Angesichts der rasanten Entwicklung von künstlicher Intelligenz und der gesellschaftlichen Risiken, die von der potenten Technologie ausgehen, fordert ein offener Brief des amerikanischen Future of Life Institute deshalb einen sechsmonatigen Unterbruch bei der Weiterentwicklung von KI-Systemen, die leistungsfähiger als ChatGPT4 sind. Dies, um die Software transparenter und vertrauenswürdiger zu machen. Zu den Unterzeichnern der öffentlichen Stellungnahme gehören prominente Köpfe wie etwa der israelische Historiker und Buchautor Yuval Harari und der US-Unternehmer Elon Musk.
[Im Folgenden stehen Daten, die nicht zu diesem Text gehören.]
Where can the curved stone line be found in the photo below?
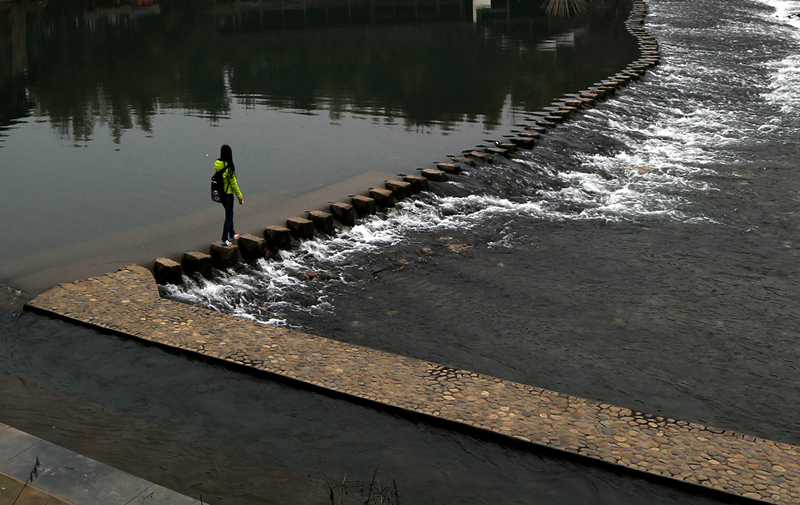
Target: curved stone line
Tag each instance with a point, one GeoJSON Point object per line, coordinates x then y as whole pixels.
{"type": "Point", "coordinates": [275, 238]}
{"type": "Point", "coordinates": [128, 303]}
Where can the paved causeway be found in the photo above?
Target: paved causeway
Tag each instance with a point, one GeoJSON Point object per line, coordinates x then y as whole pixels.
{"type": "Point", "coordinates": [128, 302]}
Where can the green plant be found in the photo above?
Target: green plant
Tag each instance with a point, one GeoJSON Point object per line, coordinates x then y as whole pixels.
{"type": "Point", "coordinates": [360, 492]}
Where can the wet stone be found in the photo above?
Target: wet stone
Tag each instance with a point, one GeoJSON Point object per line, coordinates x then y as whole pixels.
{"type": "Point", "coordinates": [344, 213]}
{"type": "Point", "coordinates": [300, 227]}
{"type": "Point", "coordinates": [197, 262]}
{"type": "Point", "coordinates": [400, 189]}
{"type": "Point", "coordinates": [450, 168]}
{"type": "Point", "coordinates": [323, 221]}
{"type": "Point", "coordinates": [382, 197]}
{"type": "Point", "coordinates": [434, 175]}
{"type": "Point", "coordinates": [418, 183]}
{"type": "Point", "coordinates": [364, 205]}
{"type": "Point", "coordinates": [127, 301]}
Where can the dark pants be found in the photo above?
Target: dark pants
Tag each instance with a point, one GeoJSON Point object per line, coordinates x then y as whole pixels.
{"type": "Point", "coordinates": [227, 228]}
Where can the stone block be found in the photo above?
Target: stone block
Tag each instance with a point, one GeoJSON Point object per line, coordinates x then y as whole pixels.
{"type": "Point", "coordinates": [224, 256]}
{"type": "Point", "coordinates": [278, 237]}
{"type": "Point", "coordinates": [252, 247]}
{"type": "Point", "coordinates": [522, 141]}
{"type": "Point", "coordinates": [434, 175]}
{"type": "Point", "coordinates": [536, 128]}
{"type": "Point", "coordinates": [400, 189]}
{"type": "Point", "coordinates": [481, 156]}
{"type": "Point", "coordinates": [418, 183]}
{"type": "Point", "coordinates": [464, 160]}
{"type": "Point", "coordinates": [364, 205]}
{"type": "Point", "coordinates": [450, 168]}
{"type": "Point", "coordinates": [382, 197]}
{"type": "Point", "coordinates": [344, 213]}
{"type": "Point", "coordinates": [496, 151]}
{"type": "Point", "coordinates": [300, 227]}
{"type": "Point", "coordinates": [322, 220]}
{"type": "Point", "coordinates": [167, 271]}
{"type": "Point", "coordinates": [197, 262]}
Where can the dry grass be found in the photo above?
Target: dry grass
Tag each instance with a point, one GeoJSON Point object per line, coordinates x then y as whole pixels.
{"type": "Point", "coordinates": [565, 8]}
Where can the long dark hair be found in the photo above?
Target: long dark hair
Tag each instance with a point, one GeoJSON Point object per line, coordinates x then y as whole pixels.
{"type": "Point", "coordinates": [226, 155]}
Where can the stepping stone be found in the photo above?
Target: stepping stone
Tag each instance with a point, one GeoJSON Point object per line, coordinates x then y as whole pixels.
{"type": "Point", "coordinates": [434, 175]}
{"type": "Point", "coordinates": [224, 257]}
{"type": "Point", "coordinates": [382, 197]}
{"type": "Point", "coordinates": [418, 183]}
{"type": "Point", "coordinates": [167, 271]}
{"type": "Point", "coordinates": [344, 213]}
{"type": "Point", "coordinates": [400, 189]}
{"type": "Point", "coordinates": [322, 220]}
{"type": "Point", "coordinates": [278, 237]}
{"type": "Point", "coordinates": [497, 151]}
{"type": "Point", "coordinates": [301, 228]}
{"type": "Point", "coordinates": [197, 262]}
{"type": "Point", "coordinates": [481, 156]}
{"type": "Point", "coordinates": [522, 141]}
{"type": "Point", "coordinates": [464, 160]}
{"type": "Point", "coordinates": [450, 168]}
{"type": "Point", "coordinates": [252, 247]}
{"type": "Point", "coordinates": [364, 205]}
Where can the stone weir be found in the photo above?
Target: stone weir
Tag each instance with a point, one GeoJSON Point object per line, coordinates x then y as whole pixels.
{"type": "Point", "coordinates": [275, 238]}
{"type": "Point", "coordinates": [128, 303]}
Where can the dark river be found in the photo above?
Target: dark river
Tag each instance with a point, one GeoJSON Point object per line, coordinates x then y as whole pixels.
{"type": "Point", "coordinates": [646, 256]}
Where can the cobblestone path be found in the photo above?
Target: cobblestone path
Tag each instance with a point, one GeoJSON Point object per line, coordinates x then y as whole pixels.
{"type": "Point", "coordinates": [128, 302]}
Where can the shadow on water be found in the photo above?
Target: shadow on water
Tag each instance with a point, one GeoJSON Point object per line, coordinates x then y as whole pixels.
{"type": "Point", "coordinates": [235, 438]}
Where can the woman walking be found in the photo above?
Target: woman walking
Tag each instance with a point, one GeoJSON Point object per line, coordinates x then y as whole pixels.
{"type": "Point", "coordinates": [225, 162]}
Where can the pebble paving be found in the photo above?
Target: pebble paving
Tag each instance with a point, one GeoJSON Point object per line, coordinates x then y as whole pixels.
{"type": "Point", "coordinates": [128, 302]}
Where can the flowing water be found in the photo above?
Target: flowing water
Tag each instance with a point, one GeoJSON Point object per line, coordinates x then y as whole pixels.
{"type": "Point", "coordinates": [645, 255]}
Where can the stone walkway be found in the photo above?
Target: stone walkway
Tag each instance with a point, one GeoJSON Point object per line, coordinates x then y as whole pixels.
{"type": "Point", "coordinates": [128, 302]}
{"type": "Point", "coordinates": [64, 477]}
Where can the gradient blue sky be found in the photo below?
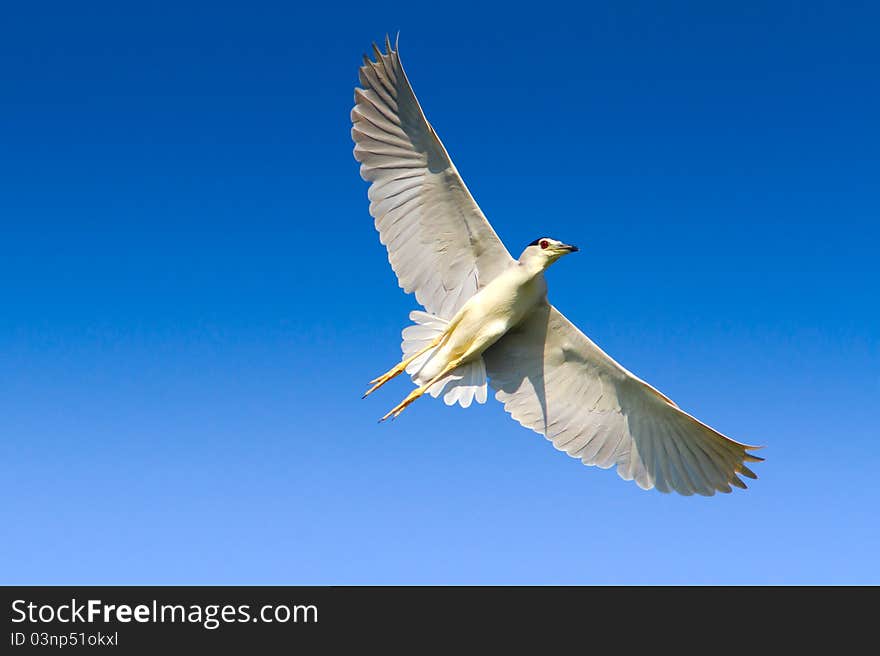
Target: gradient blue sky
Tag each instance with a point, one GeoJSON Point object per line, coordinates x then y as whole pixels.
{"type": "Point", "coordinates": [193, 295]}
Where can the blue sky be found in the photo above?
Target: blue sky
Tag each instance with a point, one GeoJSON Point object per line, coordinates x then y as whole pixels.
{"type": "Point", "coordinates": [194, 296]}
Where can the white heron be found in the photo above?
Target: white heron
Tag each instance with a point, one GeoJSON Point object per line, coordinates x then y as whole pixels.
{"type": "Point", "coordinates": [487, 318]}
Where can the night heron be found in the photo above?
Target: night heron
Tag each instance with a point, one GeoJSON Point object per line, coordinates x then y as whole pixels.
{"type": "Point", "coordinates": [487, 319]}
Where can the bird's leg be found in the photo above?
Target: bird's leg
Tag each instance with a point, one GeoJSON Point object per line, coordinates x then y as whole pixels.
{"type": "Point", "coordinates": [399, 368]}
{"type": "Point", "coordinates": [417, 392]}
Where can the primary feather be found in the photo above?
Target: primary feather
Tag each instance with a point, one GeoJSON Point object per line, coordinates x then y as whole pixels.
{"type": "Point", "coordinates": [550, 377]}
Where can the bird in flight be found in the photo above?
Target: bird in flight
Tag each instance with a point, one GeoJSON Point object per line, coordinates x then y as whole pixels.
{"type": "Point", "coordinates": [487, 320]}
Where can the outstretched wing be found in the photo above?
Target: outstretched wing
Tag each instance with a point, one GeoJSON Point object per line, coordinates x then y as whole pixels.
{"type": "Point", "coordinates": [553, 379]}
{"type": "Point", "coordinates": [439, 243]}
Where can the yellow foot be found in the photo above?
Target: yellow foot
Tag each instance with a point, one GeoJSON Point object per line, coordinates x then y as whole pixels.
{"type": "Point", "coordinates": [403, 405]}
{"type": "Point", "coordinates": [384, 378]}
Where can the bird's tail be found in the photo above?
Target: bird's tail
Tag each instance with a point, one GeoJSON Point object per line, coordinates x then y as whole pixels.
{"type": "Point", "coordinates": [463, 385]}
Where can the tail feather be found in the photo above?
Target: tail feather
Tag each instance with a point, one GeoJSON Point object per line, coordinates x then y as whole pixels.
{"type": "Point", "coordinates": [464, 385]}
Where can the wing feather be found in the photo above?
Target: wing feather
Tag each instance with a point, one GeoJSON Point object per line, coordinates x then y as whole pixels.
{"type": "Point", "coordinates": [439, 243]}
{"type": "Point", "coordinates": [553, 379]}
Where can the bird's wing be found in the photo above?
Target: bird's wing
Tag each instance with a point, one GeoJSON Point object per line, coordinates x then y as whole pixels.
{"type": "Point", "coordinates": [553, 379]}
{"type": "Point", "coordinates": [439, 243]}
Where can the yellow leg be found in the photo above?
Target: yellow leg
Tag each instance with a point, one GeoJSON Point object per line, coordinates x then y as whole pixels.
{"type": "Point", "coordinates": [416, 393]}
{"type": "Point", "coordinates": [399, 368]}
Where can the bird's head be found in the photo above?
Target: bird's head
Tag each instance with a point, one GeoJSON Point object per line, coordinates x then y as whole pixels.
{"type": "Point", "coordinates": [545, 251]}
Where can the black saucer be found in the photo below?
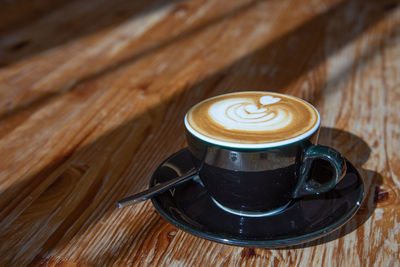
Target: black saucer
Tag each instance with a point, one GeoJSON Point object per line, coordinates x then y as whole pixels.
{"type": "Point", "coordinates": [189, 207]}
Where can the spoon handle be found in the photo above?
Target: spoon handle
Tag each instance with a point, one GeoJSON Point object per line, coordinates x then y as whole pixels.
{"type": "Point", "coordinates": [157, 189]}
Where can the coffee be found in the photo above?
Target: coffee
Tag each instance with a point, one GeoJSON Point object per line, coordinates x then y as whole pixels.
{"type": "Point", "coordinates": [252, 118]}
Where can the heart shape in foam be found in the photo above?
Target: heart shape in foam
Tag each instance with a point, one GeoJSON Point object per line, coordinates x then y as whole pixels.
{"type": "Point", "coordinates": [267, 100]}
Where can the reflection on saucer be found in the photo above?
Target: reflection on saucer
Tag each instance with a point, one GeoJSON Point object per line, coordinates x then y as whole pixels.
{"type": "Point", "coordinates": [192, 209]}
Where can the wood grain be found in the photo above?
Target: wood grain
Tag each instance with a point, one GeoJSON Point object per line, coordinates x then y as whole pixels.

Nicht unterschrieben hat dagegen Florent Thouvenin. Der Rechtswissenschaftler der UZH beschäftigt sich schon seit längerem mit den Auswirkungen von algorithmischen Systemen und künstlicher Intelligenz auf die Gesellschaft und mit den Herausforderungen für das Rechtssystem, die damit verbunden sind. Thouvenin ist Professor für Informations- und Kommunikationsrecht und leitet an der UZH das Center for Information Technology, Society, and Law (ITSL). Dem geforderten Unterbruch steht er skeptisch gegenüber. «KI ist kein Wunderwerkzeug», sagt der Rechtswissenschaftler, «Chatbots wie ChatGPT können sehr schnell sehr viel rechnen – sie können aber weder verstehen noch denken und sie haben auch keinen eigenen Willen.»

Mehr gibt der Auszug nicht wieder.